Soon, self-healing smartphones and computers
Soon, self-healing smartphones and computers
It means your smartphones or computers can repair and defend themselves on the fly, recovering in microseconds from problems ranging from less-than-ideal battery power to total transistor failure.

Washington: Imagine if your smartphone or computer could repair on its own! It might sound like the stuff of science fiction as engineers at the California Institute of Technology, for the first time ever, have developed self-healing integrated chips.

It means your smartphones or computers can repair and defend themselves on the fly, recovering in microseconds from problems ranging from less-than-ideal battery power to total transistor failure.

The team demonstrated this self-healing capability in tiny power amplifiers, which are so small, in fact, that 76 of the chips including everything they need to self-heal could fit on a single penny.

They destroyed various parts of their chips by zapping them multiple times with a high-power laser, and then observed as the chips automatically developed a work-around in less than a second.

"It was incredible the first time the system kicked in and healed itself. It felt like we were witnessing the next step in the evolution of integrated circuits," said Ali Hajimiri, the Thomas G Myers Professor of Electrical Engineering at Caltech.
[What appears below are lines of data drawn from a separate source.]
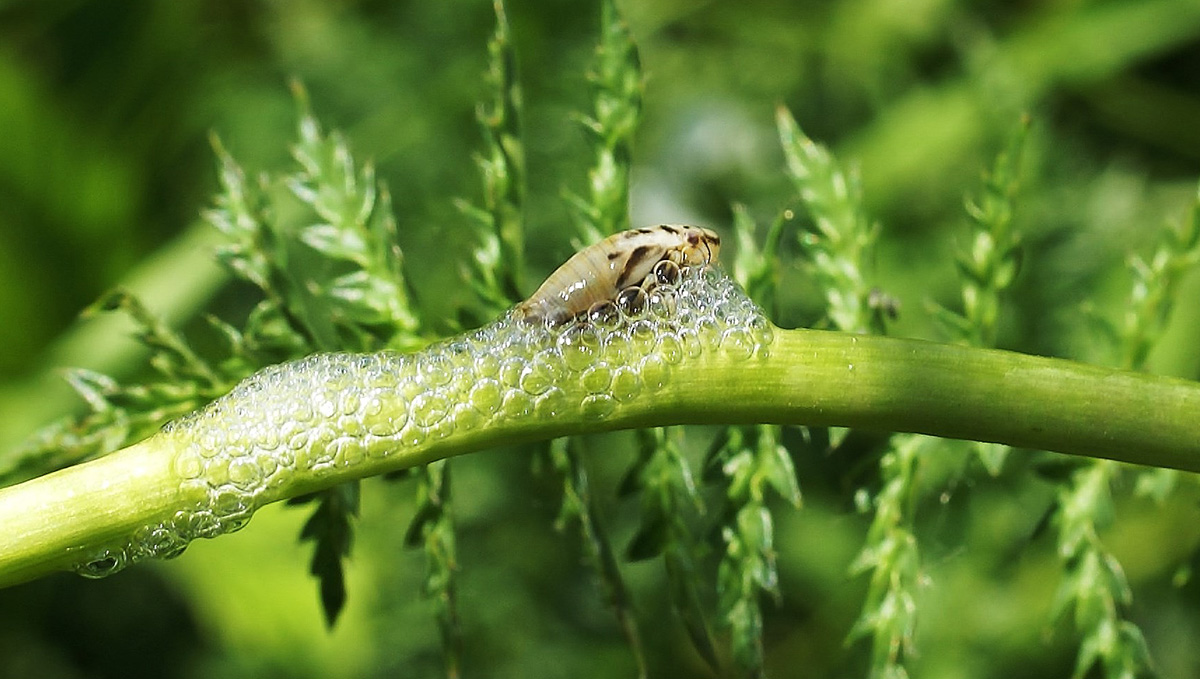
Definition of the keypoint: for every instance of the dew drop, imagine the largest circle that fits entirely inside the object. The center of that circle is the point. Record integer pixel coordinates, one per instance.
(625, 384)
(429, 409)
(597, 378)
(486, 396)
(598, 406)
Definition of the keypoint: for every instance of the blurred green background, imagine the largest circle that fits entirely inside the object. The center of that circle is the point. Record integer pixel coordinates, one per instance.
(106, 166)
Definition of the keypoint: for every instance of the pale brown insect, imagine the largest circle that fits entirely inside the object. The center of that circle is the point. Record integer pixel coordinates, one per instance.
(600, 274)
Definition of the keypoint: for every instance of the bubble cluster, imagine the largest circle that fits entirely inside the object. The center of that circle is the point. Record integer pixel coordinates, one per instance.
(330, 412)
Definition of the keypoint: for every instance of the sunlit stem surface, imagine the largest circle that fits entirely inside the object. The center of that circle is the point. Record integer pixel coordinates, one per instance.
(807, 378)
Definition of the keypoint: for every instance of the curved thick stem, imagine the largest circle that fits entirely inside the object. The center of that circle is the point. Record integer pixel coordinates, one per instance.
(137, 502)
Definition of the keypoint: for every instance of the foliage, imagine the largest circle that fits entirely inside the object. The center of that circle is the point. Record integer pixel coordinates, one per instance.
(101, 158)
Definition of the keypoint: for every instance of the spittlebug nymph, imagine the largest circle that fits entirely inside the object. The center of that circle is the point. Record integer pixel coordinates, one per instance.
(598, 274)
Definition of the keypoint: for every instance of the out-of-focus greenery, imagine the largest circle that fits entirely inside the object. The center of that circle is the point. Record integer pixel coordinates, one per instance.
(105, 166)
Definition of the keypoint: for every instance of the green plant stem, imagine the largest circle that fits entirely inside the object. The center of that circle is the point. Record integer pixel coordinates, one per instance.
(809, 378)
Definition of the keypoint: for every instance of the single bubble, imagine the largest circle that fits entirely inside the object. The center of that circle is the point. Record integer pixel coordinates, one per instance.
(103, 564)
(625, 384)
(265, 462)
(351, 426)
(467, 418)
(598, 406)
(671, 348)
(487, 364)
(372, 406)
(325, 404)
(538, 377)
(413, 436)
(597, 378)
(301, 413)
(429, 409)
(690, 342)
(244, 473)
(348, 451)
(655, 371)
(298, 440)
(157, 540)
(517, 403)
(379, 448)
(228, 500)
(486, 396)
(551, 403)
(435, 368)
(234, 523)
(737, 343)
(443, 428)
(391, 424)
(510, 371)
(577, 354)
(189, 463)
(351, 402)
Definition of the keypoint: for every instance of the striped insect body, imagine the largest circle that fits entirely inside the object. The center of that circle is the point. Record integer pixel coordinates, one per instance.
(618, 271)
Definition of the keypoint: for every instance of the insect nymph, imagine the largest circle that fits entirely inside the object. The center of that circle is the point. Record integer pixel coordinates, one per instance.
(600, 272)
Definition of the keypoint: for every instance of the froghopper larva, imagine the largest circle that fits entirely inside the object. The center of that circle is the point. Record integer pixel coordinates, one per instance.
(612, 270)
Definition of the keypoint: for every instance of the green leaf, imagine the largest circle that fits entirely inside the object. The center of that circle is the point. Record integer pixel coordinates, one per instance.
(331, 530)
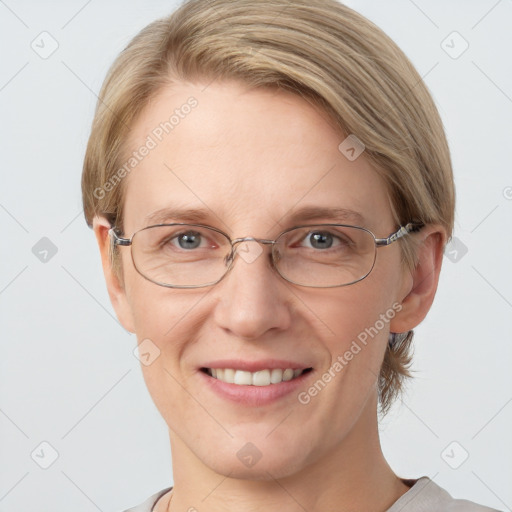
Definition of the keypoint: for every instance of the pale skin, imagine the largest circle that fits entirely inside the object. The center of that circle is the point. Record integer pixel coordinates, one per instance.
(252, 157)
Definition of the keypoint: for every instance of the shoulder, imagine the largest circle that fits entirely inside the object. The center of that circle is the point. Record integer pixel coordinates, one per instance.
(425, 496)
(147, 505)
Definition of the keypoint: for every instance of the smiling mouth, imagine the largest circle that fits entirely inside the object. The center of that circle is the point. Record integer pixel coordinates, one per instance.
(259, 378)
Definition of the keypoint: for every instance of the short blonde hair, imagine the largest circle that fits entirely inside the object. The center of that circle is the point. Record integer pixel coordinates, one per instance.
(319, 49)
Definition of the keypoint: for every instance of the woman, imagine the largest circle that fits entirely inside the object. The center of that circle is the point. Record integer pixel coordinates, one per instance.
(271, 191)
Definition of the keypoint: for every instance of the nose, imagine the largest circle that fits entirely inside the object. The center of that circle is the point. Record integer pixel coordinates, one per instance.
(252, 299)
"We had literally just blasted half the amplifier and vaporised many of its components, such as transistors, and it was able to recover to nearly its ideal performance," said Hajimiri in a statement.

Until now, even a single fault has often rendered an integrated-circuit chip completely useless. Engineers wanted to give integrated-circuit chips a healing ability akin to that of our own immune system something capable of detecting and quickly responding to any number of possible assaults in

order to keep the larger system working optimally.

The power amplifier they devised employs a multitude of robust, on-chip sensors that monitor temperature, current, voltage, and power.

The information from those sensors feeds into a custom-made application-specific integrated-circuit (ASIC) unit on the same chip, a central processor that acts as the "brain" of the system.

The brain analyses the amplifier's overall performance and determines if it needs to adjust any of the system's actuators the changeable parts of the chip.

Interestingly, the chip's brain does not operate based on algorithms that know how to respond to every possible scenario. Instead, it draws conclusions based on the aggregate response of the sensors.

Looking at 20 different chips, the team found that the amplifiers with the self-healing capability consumed about half as much power as those without, and their overall performance was much more predictable and reproducible.